Intensive shelling killed dozens of people in southern Gaza hours into a truce which was due to last 72 hours.
But the ceasefire was short-lived, with Hamas accusing Israel of breaking it and the Jewish state saying it was responding to militant rocket fire.
With Israel’s security cabinet reported to be meeting later on Friday, the chances of a durable truce seemed as remote as ever after the probable capture of Israeli Second Lieutenant Hadar Goldin, 23.
The military also announced that two soldiers had been killed in the same incident near the southern city of Rafah.
“Our initial indications suggest a soldier has been abducted by terrorists in an incident where terrorists breached the ceasefire,” according to army spokesman Lieutenant Colonel Peter Lerner.
He said a suicide bomber blew himself up, adding that first reports “indicate that a soldier was seized”.
In 2006, militants from Gaza captured Israeli conscript Gilad Shalit and held him for five years before freeing him in exchange for more than 1000 Palestinian prisoners.
Friday’s short truce gave brief respite to people in the battered Strip from fighting that has killed more than 1500 on the Palestinian side, mostly civilians, and 63 Israeli soldiers and three civilians on the other.
Within hours, air raid sirens were heard on the Israeli side, and heavy shelling resumed in Rafah, killing at least 62 people and wounding more than 350, medics said.
Prime Minister Benjamin Netanyahu’s office accused Hamas and other Gaza militants of “flagrantly violating” the ceasefire.
Hamas spokesman Fawzi Barhum riposted that “it is the (Israeli) occupation which violated the ceasefire.

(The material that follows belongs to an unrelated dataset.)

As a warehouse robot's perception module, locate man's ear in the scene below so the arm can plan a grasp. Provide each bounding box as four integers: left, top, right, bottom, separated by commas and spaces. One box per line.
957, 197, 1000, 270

The Palestinian resistance acted based on… the right to self defence.”
The Palestinian militant group Islamic Jihad later said Egypt was postponing talks after news of the Israeli soldier’s capture, but Cairo said the invitation to talk was “still in place”.
And Palestinian president Mahmud Abbas said a joint delegation, including Hamas and Islamic Jihad, will travel to Cairo on Saturday for talks despite the renewed fighting.